Emily slipped around the house, opened the kitchen door gently, and walked in. Poor Cousin Jimmy in his amazement tried to swallow half a doughnut whole and then couldn’t speak for several seconds. Was
this
Emily – or an apparition? Emily in a dark-blue coat, an enchanting little red-feather hat – Emily with wind-blown night-black hair and tragic eyes – Emily with tattered kid slippers on her feet – Emily in this plight at New Moon when she should have been sound asleep on her maiden couch in Shrewsbury?

Cousin Jimmy seized the cold hands Emily held out to him.

“Emily, dear child, what has happened?”

“Well, just to jump into the middle of things – I’ve left Aunt Ruth’s and I’m not going back.”

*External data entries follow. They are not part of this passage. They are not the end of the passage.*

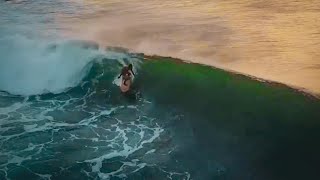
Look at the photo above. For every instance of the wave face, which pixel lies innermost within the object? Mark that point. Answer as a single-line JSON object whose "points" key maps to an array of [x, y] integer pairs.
{"points": [[31, 67], [181, 121], [274, 40]]}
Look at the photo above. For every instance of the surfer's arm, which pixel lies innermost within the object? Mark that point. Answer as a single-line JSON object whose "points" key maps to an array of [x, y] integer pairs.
{"points": [[132, 72]]}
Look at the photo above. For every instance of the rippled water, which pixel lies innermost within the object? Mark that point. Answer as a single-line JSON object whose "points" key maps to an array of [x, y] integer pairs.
{"points": [[62, 115], [269, 39]]}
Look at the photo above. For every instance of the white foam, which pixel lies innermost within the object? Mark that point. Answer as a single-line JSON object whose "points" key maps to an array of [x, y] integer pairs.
{"points": [[29, 66]]}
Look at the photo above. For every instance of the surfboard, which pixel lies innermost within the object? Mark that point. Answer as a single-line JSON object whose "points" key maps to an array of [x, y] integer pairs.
{"points": [[125, 88]]}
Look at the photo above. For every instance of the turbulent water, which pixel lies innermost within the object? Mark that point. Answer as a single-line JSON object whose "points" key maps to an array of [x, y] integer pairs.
{"points": [[62, 115]]}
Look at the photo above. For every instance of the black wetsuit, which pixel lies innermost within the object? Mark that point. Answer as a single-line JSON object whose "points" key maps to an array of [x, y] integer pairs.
{"points": [[126, 74]]}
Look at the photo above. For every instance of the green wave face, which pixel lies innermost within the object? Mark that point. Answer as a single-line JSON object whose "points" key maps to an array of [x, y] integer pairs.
{"points": [[256, 130], [180, 121]]}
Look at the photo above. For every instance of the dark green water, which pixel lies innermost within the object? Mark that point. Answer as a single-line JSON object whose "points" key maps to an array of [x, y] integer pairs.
{"points": [[181, 121], [255, 130]]}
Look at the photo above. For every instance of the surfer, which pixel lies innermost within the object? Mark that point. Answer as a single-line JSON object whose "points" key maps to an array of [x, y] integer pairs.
{"points": [[126, 73]]}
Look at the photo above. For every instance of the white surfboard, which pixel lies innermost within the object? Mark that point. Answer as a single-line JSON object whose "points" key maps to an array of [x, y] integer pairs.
{"points": [[125, 88]]}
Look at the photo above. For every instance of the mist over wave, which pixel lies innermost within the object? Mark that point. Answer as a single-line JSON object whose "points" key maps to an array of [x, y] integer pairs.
{"points": [[33, 66]]}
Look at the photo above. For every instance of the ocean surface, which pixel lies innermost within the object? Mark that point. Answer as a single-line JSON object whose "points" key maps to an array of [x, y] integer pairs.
{"points": [[62, 115]]}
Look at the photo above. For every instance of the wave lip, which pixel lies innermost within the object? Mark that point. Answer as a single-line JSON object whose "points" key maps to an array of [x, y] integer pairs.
{"points": [[30, 66]]}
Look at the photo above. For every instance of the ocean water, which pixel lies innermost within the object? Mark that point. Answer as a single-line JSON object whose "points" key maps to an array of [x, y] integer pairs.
{"points": [[62, 115]]}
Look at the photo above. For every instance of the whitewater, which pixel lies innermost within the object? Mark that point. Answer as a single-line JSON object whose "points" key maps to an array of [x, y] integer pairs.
{"points": [[62, 115]]}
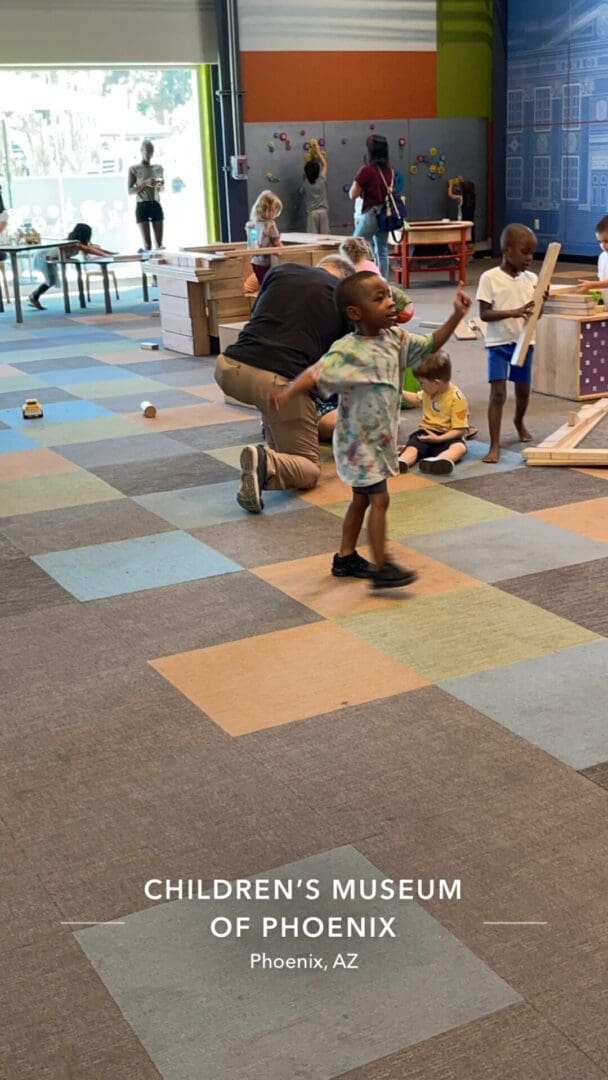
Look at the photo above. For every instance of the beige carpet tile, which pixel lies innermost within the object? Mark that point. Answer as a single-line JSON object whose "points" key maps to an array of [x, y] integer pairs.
{"points": [[190, 416], [514, 1043], [588, 517], [61, 1023], [22, 463], [310, 581]]}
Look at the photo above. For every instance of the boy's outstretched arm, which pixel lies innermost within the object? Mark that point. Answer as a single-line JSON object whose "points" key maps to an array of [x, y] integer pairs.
{"points": [[461, 306], [302, 385]]}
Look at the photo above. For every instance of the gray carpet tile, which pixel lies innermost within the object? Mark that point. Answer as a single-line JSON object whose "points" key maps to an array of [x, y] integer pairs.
{"points": [[109, 451], [573, 592], [152, 788], [527, 489], [199, 613], [529, 852], [391, 759], [598, 773], [61, 1023], [407, 988], [554, 701], [514, 1043], [27, 913], [215, 436], [167, 474], [57, 364], [28, 589], [79, 526], [580, 1011], [274, 539], [48, 395], [162, 397], [179, 368]]}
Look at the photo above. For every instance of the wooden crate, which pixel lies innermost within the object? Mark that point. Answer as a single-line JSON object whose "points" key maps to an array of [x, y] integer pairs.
{"points": [[571, 356]]}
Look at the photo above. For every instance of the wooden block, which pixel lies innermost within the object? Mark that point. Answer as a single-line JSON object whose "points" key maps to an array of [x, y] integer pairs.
{"points": [[172, 286], [527, 334], [178, 342], [463, 333], [228, 334]]}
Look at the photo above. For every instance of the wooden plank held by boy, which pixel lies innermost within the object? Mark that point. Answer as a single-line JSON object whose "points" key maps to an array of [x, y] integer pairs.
{"points": [[525, 339]]}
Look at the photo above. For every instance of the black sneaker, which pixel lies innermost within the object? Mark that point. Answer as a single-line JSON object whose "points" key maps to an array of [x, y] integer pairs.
{"points": [[438, 467], [391, 576], [253, 477], [351, 566]]}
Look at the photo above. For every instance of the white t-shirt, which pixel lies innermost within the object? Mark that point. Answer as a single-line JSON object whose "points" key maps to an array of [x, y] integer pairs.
{"points": [[503, 293]]}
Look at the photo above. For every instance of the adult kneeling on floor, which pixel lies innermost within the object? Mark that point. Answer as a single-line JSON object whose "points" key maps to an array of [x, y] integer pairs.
{"points": [[293, 324]]}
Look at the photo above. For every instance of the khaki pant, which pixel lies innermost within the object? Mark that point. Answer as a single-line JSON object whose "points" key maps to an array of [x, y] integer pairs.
{"points": [[292, 434]]}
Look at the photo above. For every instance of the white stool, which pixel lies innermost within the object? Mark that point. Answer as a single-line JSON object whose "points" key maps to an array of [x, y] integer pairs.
{"points": [[92, 273], [4, 282]]}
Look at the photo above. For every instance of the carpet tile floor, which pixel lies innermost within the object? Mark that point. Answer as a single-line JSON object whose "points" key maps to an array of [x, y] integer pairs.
{"points": [[188, 693]]}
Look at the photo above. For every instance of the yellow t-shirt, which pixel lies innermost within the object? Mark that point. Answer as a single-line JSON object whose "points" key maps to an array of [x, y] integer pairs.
{"points": [[444, 412]]}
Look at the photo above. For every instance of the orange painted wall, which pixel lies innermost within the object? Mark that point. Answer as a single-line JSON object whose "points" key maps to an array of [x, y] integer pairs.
{"points": [[357, 84]]}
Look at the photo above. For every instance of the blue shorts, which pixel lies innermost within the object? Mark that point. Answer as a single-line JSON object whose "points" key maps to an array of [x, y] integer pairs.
{"points": [[499, 364]]}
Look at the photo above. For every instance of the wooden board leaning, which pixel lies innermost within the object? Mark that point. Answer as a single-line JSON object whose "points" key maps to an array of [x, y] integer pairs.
{"points": [[527, 334]]}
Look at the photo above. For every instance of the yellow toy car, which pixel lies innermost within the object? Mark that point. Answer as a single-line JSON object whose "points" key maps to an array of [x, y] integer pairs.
{"points": [[32, 409]]}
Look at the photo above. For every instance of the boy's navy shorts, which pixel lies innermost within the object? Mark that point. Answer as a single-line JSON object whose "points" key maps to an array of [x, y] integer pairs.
{"points": [[500, 367]]}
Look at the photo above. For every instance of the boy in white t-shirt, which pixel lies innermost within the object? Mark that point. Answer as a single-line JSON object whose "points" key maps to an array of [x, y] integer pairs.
{"points": [[505, 296], [602, 237]]}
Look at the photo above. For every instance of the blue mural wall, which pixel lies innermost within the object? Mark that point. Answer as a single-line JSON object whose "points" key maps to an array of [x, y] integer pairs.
{"points": [[556, 171]]}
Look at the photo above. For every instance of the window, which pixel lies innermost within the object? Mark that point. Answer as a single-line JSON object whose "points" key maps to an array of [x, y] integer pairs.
{"points": [[71, 135], [514, 177], [515, 109], [571, 104], [542, 108], [541, 177], [570, 172]]}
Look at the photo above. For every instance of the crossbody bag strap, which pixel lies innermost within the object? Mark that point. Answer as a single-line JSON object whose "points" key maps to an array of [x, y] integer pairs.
{"points": [[389, 189]]}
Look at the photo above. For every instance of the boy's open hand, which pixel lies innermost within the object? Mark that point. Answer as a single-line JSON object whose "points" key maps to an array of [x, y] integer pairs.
{"points": [[461, 302], [525, 311]]}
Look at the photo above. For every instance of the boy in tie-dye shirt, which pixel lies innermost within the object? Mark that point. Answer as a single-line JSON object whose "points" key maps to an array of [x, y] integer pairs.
{"points": [[366, 369]]}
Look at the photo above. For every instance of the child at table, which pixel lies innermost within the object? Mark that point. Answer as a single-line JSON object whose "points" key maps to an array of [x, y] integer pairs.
{"points": [[265, 212], [602, 237], [46, 261], [505, 296], [359, 251]]}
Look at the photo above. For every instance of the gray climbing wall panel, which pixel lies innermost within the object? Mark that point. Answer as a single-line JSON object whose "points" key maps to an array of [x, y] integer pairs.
{"points": [[462, 142]]}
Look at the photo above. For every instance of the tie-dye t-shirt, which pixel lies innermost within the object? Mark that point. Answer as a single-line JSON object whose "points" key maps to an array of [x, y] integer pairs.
{"points": [[367, 374]]}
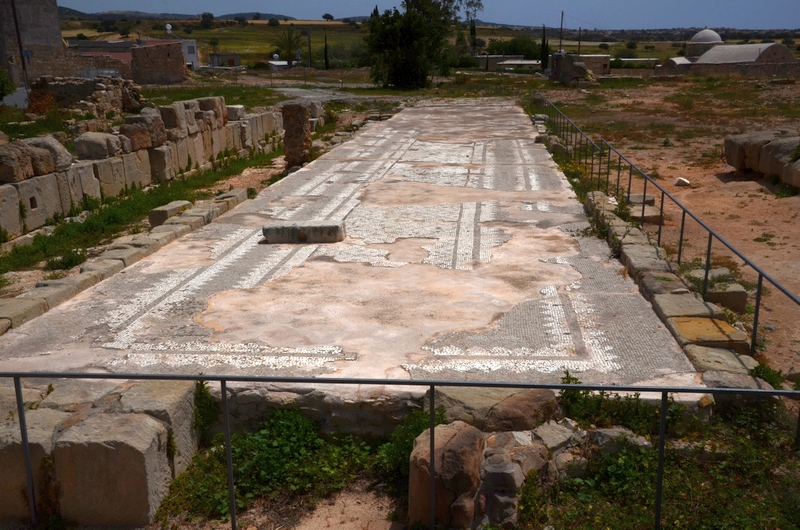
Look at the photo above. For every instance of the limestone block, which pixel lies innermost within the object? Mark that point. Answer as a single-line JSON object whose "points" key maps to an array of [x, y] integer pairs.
{"points": [[157, 216], [127, 254], [235, 112], [52, 294], [174, 118], [96, 146], [684, 305], [138, 134], [717, 359], [71, 395], [90, 185], [171, 402], [15, 163], [21, 310], [41, 426], [154, 125], [277, 232], [10, 220], [62, 158], [41, 199], [161, 164], [105, 267], [125, 456]]}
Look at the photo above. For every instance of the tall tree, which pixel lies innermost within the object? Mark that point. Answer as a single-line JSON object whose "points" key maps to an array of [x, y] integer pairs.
{"points": [[287, 43]]}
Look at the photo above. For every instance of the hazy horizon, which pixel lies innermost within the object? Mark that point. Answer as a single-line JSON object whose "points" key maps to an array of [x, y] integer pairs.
{"points": [[589, 14]]}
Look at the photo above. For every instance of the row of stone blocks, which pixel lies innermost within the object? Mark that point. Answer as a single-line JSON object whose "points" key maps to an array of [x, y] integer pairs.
{"points": [[104, 452], [39, 181], [175, 220], [715, 347]]}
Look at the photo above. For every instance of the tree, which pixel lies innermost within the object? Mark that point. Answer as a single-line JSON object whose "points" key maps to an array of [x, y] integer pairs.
{"points": [[287, 43], [206, 20], [405, 47]]}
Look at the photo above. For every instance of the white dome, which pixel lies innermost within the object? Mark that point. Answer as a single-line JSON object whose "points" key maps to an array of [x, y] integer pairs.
{"points": [[706, 36]]}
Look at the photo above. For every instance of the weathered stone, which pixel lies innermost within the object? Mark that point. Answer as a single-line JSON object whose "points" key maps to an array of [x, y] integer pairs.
{"points": [[614, 440], [15, 163], [127, 254], [138, 134], [41, 426], [52, 294], [161, 164], [62, 159], [716, 359], [125, 456], [277, 232], [523, 411], [457, 456], [297, 139], [157, 216], [106, 267], [708, 332], [96, 146], [684, 305], [40, 197], [10, 220], [154, 125], [171, 402]]}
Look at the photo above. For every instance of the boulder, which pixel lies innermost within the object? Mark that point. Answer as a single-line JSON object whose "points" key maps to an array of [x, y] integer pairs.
{"points": [[62, 159], [125, 455], [97, 146], [457, 456]]}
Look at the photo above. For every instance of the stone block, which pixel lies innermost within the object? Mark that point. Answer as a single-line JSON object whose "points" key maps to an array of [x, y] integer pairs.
{"points": [[277, 232], [138, 134], [127, 254], [105, 267], [53, 295], [154, 125], [157, 216], [171, 402], [41, 425], [235, 112], [62, 158], [161, 164], [96, 146], [716, 359], [15, 163], [125, 456], [41, 199], [10, 220], [684, 305], [708, 332], [90, 185], [731, 295]]}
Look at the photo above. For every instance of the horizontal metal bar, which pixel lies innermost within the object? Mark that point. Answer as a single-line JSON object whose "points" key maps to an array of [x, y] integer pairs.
{"points": [[398, 382]]}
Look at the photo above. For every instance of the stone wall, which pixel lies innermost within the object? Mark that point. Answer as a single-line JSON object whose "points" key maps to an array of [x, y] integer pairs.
{"points": [[39, 180]]}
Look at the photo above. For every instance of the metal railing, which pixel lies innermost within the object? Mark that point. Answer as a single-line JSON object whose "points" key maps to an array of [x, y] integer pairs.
{"points": [[609, 174], [430, 384]]}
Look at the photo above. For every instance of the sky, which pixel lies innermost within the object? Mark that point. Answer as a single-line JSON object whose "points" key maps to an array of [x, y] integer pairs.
{"points": [[591, 14]]}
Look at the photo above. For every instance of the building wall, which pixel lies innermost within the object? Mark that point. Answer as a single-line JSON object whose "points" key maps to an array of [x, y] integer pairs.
{"points": [[161, 64]]}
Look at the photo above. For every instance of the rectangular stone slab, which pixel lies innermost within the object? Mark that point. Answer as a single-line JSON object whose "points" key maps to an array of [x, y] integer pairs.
{"points": [[306, 232]]}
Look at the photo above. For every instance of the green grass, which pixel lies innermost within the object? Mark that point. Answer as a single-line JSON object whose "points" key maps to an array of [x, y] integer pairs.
{"points": [[116, 215]]}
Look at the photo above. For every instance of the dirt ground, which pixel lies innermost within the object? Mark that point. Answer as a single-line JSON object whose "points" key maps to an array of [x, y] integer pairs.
{"points": [[667, 136]]}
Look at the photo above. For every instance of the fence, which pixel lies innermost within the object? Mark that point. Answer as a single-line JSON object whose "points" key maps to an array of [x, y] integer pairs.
{"points": [[603, 161], [431, 385]]}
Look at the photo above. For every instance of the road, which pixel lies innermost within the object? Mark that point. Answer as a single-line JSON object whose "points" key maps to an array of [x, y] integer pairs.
{"points": [[466, 258]]}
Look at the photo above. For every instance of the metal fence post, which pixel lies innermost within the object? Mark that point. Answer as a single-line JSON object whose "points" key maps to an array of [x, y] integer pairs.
{"points": [[26, 451], [228, 455], [662, 437], [432, 463]]}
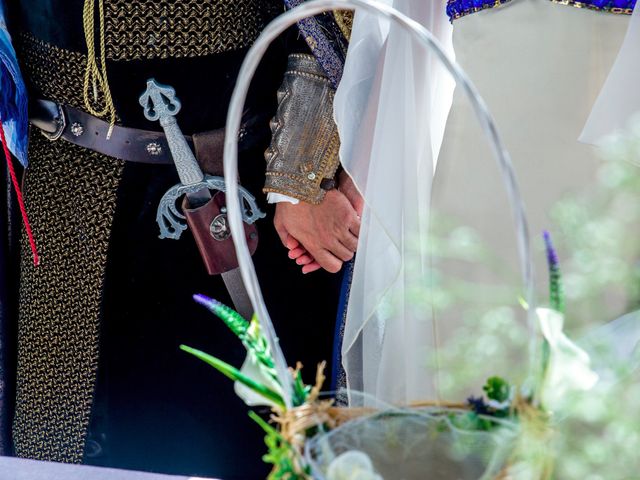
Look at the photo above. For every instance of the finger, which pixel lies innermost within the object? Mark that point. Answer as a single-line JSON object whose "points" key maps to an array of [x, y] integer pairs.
{"points": [[312, 267], [291, 242], [350, 241], [296, 252], [354, 226], [305, 260], [340, 251], [282, 232], [328, 261]]}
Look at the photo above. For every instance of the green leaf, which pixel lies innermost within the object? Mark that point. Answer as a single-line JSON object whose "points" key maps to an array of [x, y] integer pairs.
{"points": [[497, 389], [235, 375]]}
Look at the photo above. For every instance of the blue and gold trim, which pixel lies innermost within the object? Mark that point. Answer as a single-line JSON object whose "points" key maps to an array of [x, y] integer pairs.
{"points": [[326, 41], [460, 8]]}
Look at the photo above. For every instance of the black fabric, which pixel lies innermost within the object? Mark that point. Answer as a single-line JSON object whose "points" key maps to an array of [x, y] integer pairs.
{"points": [[159, 409], [8, 290], [156, 408]]}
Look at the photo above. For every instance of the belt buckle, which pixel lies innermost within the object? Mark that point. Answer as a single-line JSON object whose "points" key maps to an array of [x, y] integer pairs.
{"points": [[61, 125]]}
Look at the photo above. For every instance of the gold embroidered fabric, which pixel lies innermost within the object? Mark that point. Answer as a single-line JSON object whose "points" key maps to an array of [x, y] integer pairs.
{"points": [[344, 19], [56, 73], [71, 197], [146, 29], [305, 143]]}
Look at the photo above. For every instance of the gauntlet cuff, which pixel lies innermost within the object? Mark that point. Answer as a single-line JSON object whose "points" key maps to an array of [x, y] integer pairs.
{"points": [[305, 143]]}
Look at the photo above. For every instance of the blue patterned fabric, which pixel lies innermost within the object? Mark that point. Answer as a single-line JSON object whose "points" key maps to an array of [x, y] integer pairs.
{"points": [[325, 40], [13, 95], [460, 8]]}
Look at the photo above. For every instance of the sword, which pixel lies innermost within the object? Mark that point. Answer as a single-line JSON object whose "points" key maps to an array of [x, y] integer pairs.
{"points": [[161, 104]]}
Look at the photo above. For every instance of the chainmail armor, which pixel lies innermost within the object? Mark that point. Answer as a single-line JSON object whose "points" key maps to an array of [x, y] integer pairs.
{"points": [[71, 197], [54, 72], [147, 29]]}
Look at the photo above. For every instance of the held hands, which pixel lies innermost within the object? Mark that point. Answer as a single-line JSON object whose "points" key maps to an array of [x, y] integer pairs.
{"points": [[324, 235]]}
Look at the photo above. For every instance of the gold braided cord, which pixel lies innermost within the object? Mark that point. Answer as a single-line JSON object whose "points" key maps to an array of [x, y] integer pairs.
{"points": [[344, 19], [95, 75]]}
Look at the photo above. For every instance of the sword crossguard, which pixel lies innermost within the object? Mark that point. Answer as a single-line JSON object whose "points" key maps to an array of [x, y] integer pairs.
{"points": [[159, 101]]}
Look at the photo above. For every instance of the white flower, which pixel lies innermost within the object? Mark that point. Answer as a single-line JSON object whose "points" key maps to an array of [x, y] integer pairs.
{"points": [[256, 371], [569, 366], [352, 465]]}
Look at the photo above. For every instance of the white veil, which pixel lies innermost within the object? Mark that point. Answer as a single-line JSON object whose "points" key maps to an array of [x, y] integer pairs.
{"points": [[391, 110], [619, 99]]}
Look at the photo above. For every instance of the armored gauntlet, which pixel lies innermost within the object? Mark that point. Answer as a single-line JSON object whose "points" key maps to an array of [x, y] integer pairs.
{"points": [[303, 157]]}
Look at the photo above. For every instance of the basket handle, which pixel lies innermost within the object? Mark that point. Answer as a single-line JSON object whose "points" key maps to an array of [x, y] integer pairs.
{"points": [[249, 66]]}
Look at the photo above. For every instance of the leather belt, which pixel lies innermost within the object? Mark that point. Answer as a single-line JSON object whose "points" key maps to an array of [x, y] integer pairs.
{"points": [[57, 121]]}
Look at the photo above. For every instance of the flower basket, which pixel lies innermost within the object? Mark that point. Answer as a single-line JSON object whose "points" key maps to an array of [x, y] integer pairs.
{"points": [[504, 434]]}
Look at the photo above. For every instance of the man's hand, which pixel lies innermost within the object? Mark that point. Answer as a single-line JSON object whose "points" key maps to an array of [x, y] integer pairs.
{"points": [[324, 235]]}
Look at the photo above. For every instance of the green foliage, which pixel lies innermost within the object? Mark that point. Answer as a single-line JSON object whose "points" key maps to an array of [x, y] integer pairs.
{"points": [[300, 390], [282, 455], [497, 389], [235, 375]]}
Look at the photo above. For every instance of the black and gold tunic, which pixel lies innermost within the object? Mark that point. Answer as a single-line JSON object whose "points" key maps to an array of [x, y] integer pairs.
{"points": [[100, 376]]}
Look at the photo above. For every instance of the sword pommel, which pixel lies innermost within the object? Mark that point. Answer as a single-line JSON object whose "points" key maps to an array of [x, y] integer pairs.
{"points": [[159, 101]]}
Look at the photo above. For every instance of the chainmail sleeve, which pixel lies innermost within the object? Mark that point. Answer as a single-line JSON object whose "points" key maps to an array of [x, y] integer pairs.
{"points": [[303, 155]]}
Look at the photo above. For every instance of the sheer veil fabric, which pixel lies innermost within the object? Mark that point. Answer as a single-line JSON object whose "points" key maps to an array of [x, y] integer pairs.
{"points": [[619, 100], [391, 110], [398, 116]]}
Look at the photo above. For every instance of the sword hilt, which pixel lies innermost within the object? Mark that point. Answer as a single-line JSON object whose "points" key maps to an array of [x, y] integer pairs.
{"points": [[160, 104]]}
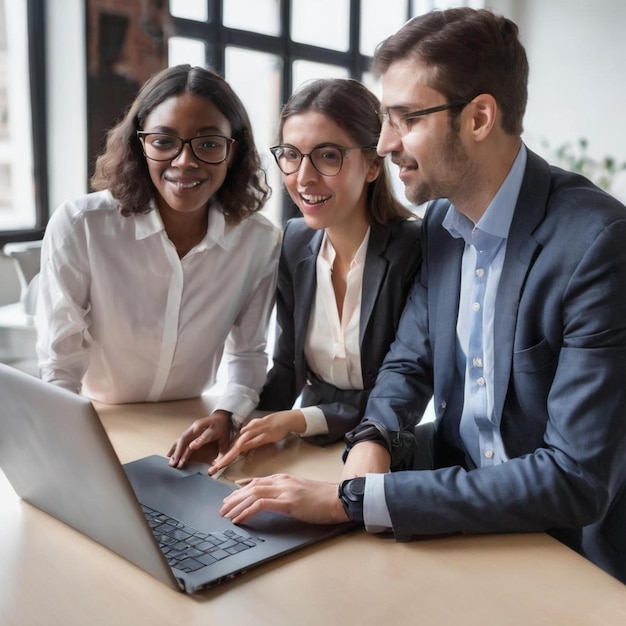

Cousin Jimmy didn’t say anything for a few moments. But he did a few things. First, he tiptoed across the kitchen and carefully shut the sitting-room door; then he gently filled the stove up with wood, drew a chair up to it, pushed Emily into it and lifted her cold, ragged feet to the hearth. Then he lighted two more candles and put them on the chimney-piece. Finally he sat down in his chair again and put his hands on his knees.

“Now, tell me all about it.”

Emily, still in the throes of rebellion and indignation, told it pretty fully.

As soon as Cousin Jimmy got an inkling of what had really happened he began to shake his head slowly – continued to shake it – shook it so long and gravely that Emily began to feel an uncomfortable conviction that instead of being a wronged, dramatic figure she was by way of being a bit of a little fool. The longer Cousin Jimmy shook his head the smaller grew her heroics. When she had finished her story with a defiant, conclusive “I’m
not
going back to Aunt Ruth’s,
anyhow
,” Cousin Jimmy gave a final wag to his head and pushed the crock across the table.